Autre faiblesse citée : l’ampleur des pertes générées par l’effet du non recouvrement «des dettes croisées entre ces entreprises qui sont cachées dans le budget actuel et qui sont très dangereuses, et nous avons vu cela dans beaucoup d’autres pays», a-t-il relevé.

«Cela veut dire que si la SONEDE ne gagne pas suffisamment d’argent pour payer la STEG, elle ne paie pas cette dernière, laquelle sera forcément en difficulté».

Le responsable de la BM évoque, également, la mauvaise qualité des services fournis par ces entreprises, lesquels services n’attirent pas les investissements.

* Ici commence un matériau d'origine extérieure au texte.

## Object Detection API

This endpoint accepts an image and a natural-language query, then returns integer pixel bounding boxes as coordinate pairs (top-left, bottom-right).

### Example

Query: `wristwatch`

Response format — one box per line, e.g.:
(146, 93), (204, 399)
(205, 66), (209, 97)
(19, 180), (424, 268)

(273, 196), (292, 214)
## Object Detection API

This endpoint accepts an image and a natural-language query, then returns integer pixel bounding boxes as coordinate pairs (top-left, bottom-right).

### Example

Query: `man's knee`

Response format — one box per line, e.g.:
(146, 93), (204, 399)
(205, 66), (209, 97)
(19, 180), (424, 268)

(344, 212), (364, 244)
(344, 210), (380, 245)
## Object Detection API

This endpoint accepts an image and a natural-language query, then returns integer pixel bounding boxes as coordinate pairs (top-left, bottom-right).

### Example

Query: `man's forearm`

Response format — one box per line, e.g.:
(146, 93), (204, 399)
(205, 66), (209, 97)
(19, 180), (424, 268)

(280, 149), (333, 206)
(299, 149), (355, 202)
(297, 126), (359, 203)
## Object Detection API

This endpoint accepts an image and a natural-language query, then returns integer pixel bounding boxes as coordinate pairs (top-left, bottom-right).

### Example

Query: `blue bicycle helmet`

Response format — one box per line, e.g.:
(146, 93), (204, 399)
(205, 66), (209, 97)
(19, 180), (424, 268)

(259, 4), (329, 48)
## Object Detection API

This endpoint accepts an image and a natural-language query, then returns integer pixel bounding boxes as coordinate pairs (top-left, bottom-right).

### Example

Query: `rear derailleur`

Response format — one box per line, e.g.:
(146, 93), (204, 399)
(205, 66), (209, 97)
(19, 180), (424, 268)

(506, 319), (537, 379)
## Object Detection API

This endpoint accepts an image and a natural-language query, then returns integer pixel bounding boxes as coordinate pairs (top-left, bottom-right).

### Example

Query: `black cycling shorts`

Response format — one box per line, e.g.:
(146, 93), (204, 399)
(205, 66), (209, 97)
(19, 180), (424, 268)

Au total, il considère que les coûts directs et indirects du modèle opérationnel des entreprises publiques d’aujourd’hui avoisinent le milliard de dollars.

Plaidoyer pour un nouveau modèle économique

Le responsable de la BM rappelle que la Tunisie a tous les atouts nécessaires mais elle n’a ni le financement, ni le savoir-faire, ni les instruments pour monter des projets innovants. «Je crains que, si on n’arrive pas à faire face aux difficultés, il y ait un autre courant au sein de la Banque mondiale qui voudra peut-être envisager une approche moins ambitieuse avec la Tunisie».

Au rayon des recommandations, le responsable de la BM suggère «de faire profiter l’intérieur du pays et de contribuer au développement d’un modèle économique différent du modèle actuel qui est, pour nous, un modèle dépassé».

En termes des réformes structurantes, il propose une libéralisation de l’économie pour ramener des investissements et du savoir-faire de l’extérieur vers la Tunisie qui puisse être combinée avec des initiatives qu’on appuie à travers les projets pour que ça trouve son élan et sa durabilité pour le développement économique tunisien, notamment l’intérieur du pays.